Jonathan E. Prousky, N.D., FRSH Editor-in-Chief
1. Andrès E, Loukili NH, Noel E, Kaltenbach G, Abdelgheni MB, Perrin AE, et al. Vitamin B12 (cobalamin) deficiency in elderly patients. CMAJ 2004;171(3):251-9.
2. Baik HW, Russell RM. Vitamin B12 deficiency in the elderly. Annu Rev Nutr 1999;19:357-77.
3. Carmel R. Cobalamin, the stomach, and aging. Am J Clin Nutr 1997;66(4):750-9.
4. Kelly GS. Hydrochloric acid: physiological functions and clinical implications. Altern Med Rev 1997;2(2):116-27.
5. Strickland RG, Mackay IR. A reappraisal of the nature and significance of chronic atrophic gastritis. Dig Dis 1973;18(5):426-40.

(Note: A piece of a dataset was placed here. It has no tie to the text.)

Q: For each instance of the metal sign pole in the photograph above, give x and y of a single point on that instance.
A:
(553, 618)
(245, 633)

6. Kassarjian Z, Russell RM. Hypochlorhydria: a factor in nutrition. Amm Rev Nutr 1989;9:271-85. 7. King CE, Leibach J, Toskes PP. Clinically significant
vitamin B12 deficiency secondary to malabsorption of protein-bound vitamin B12. Dig Dis Sci 1979;24(5):397-402.
8. Saltzman JR, Kemp JA, Golner BB, Pedrosa MC, Dallal GE, Russell RM. Effect of hypochlorhydria due to omeprazole treatment or atrophic gastritis on protein-bound vitamin B12 absorption. J Am Coll Nutr 1994;13(6):544-5.
9. Wright JV. Dr. Wright’s Guide to Healing Through Nutrition. Emmaus: Rodale Press, 1984.
10. Wright JV, Lenard L. Why Stomach Acid Is Good For You. New York: M. Evans and Company, 2001.
11. Plummer N. The unseen epidemic: the linked syndromes of achlorhydria and atrophic gastritis. Towsend Lett Doctors Patients 2004;252:89-94.
12. Knapp MJ, Berardi RR, Dressman JB, Rider JM, Carver PL. Modification of gastric pH with oral glutamic acid hydrochloride. Clin Pharm 1991;10(11):866-9.